With states placing broad limits on how educators across the country can teach accurate American history, these laws and bans will only serve to serve as a chilling effect in schools and classrooms across Indian Country.

“You see this severe lack of inclusion with Indigenous people at all levels,” says Nagle. “You can go to law school and not know about tribal sovereignty or what a federally recognized tribe is. You can learn about the three branches of government when it comes to civics, but most Americans don’t know what a tribe is and what it means legally.

Maggie Blackhawk, a member of the Fond du Lac Band of Lake Superior Ojibwe and a professor of constitutional law and federal Indian law at New York University, echoed Nagle. Blackhawk said these laws and prohibitions will only add to the feelings of exclusion, marginalization and erasure that many Native Americans already experience when enrolling in the American education system.

“It doesn’t take a law to erase Indigenous history from most classrooms – it’s not there already,” Blackhawk said. “Instead, public schools taught for many, many years a Thanksgiving story that was fabricated in the late 19th century. In Oklahoma, schools held land grab exercises in which students claimed land, which was a form of deep dispossession and breaking treaty promises. So it’s even stranger to prohibit by law something that is not in the program.

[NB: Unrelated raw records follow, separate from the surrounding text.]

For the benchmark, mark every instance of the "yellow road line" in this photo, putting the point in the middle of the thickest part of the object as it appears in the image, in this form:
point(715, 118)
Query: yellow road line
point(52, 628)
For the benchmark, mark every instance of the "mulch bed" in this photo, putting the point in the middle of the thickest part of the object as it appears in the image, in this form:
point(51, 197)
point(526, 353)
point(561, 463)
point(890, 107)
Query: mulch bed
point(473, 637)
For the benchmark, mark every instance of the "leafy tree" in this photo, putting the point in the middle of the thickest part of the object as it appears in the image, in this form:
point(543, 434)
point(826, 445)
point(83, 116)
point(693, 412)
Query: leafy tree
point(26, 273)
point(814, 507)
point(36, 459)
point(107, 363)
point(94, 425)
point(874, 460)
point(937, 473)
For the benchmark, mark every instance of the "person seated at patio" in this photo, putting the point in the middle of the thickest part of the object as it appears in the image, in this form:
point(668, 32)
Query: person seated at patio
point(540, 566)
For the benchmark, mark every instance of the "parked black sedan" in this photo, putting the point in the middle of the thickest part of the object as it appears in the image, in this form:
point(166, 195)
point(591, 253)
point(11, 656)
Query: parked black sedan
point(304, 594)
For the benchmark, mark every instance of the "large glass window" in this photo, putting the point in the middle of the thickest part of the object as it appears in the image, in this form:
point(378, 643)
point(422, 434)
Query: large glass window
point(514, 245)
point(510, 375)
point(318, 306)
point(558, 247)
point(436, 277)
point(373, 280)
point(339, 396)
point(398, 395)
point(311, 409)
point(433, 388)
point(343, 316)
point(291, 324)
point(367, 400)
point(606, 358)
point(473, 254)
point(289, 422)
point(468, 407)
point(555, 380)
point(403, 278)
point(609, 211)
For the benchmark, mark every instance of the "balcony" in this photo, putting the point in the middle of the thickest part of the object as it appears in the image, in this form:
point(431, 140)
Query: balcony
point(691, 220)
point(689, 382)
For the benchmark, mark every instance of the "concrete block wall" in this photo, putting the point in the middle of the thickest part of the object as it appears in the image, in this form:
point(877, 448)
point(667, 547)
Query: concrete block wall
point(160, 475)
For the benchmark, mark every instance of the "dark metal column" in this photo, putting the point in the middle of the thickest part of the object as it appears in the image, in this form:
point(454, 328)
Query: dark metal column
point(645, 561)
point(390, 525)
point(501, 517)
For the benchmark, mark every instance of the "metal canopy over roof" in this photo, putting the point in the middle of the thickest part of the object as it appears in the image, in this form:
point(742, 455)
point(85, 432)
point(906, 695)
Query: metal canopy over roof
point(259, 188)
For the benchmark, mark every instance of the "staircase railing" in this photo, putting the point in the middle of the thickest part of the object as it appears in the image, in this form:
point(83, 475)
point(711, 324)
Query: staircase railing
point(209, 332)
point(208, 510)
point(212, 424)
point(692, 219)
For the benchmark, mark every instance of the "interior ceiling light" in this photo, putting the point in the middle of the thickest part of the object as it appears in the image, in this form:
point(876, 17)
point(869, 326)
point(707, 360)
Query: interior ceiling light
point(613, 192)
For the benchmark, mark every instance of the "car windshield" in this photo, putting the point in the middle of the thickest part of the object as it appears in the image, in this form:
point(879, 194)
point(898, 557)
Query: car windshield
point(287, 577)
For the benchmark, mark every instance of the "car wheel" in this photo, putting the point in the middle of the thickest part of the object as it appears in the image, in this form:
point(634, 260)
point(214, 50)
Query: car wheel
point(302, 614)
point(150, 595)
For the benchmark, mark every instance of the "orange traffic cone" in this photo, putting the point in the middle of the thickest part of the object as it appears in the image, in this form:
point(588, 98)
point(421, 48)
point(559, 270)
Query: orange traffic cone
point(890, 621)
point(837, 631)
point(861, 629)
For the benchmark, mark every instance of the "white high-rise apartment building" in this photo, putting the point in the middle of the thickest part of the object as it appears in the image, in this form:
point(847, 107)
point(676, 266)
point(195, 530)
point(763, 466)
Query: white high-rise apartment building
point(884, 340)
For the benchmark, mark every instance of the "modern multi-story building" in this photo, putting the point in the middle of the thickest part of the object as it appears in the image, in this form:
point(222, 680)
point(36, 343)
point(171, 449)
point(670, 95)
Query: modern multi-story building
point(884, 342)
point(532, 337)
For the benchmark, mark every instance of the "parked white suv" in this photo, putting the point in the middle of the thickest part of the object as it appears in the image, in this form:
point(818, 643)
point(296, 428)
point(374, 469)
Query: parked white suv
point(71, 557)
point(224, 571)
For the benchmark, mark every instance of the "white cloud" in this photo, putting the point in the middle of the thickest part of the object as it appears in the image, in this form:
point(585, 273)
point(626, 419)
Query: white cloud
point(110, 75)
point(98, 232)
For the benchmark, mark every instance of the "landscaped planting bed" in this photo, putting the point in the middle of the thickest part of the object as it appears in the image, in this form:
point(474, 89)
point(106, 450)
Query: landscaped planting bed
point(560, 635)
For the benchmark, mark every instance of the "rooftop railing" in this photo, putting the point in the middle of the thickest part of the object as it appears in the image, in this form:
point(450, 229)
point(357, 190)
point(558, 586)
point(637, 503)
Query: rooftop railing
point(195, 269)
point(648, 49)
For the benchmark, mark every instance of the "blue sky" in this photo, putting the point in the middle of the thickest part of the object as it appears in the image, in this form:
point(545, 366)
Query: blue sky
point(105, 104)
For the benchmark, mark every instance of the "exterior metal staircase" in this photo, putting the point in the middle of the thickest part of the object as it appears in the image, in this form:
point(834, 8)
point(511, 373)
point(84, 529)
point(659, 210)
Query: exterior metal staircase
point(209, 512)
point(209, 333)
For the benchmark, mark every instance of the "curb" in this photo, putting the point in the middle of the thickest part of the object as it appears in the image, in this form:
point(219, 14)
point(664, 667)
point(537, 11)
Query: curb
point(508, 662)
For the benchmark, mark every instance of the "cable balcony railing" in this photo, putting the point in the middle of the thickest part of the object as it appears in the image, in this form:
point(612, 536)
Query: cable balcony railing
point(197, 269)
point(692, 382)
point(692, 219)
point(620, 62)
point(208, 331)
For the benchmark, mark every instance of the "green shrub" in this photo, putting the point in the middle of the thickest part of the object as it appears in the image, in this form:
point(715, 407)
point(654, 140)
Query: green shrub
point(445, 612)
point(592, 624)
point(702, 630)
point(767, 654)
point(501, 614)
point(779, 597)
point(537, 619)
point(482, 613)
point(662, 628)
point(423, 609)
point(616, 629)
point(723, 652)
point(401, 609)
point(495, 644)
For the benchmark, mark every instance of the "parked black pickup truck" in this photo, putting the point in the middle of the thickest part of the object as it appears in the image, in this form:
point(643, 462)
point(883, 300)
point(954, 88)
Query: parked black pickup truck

Blackhawk suggested that because of Indigenous sovereignty, there is a small subset of Indigenous students and teachers who will be less affected – those who teach and attend schools run by tribal governments. But about 90 percent of Native American students attend regular public schools.

What makes the moral panic over CRT so exhausting is that it exacerbates the racial inequities and educational divisions it purportedly aims to eliminate. It fosters a cynical understanding of what children, especially white children, are ready to learn.

When a young person discovers his country, he inevitably goes through a form of cognitive dissonance, reconciling the good and bad facts of history. Especially for African American and Native American students, it is nearly impossible to learn American history and not question it. Black and Indigenous children must sit in classrooms across the country where they are taught “both sides” of slavery and the Civil War, or to value Christopher Columbus. When your ancestors were enslaved or dispossessed, your relationship to these facts is much more complicated – and this dissonance is not so easily resolved by American exceptionalism or a patriotic agenda. In many ways, opponents of critical race theory use universalist language to specifically protect white children from the issues that black, indigenous, and other children have historically faced.

“Because of who Native and African American children are, they have to learn to accept their country, even with its flaws,” Blackhawk said. “It’s something I teach in my Constitutional Law course with Frederick Douglas saying that the Constitution is an anti-slavery document. It can be both in a nation state that disregards its humanity during much of his life and then take this country and this founding document and embrace it for himself.

Blackhawk, like Nagle and Rule, thinks the panic over the CRT is a manufactured diversion. But each of these scholars, writers and activists also sees the fear sparked by the CRT as a battle in a larger political and cultural war – a war in which, once again, Indigenous communities have been caught without much say. to say.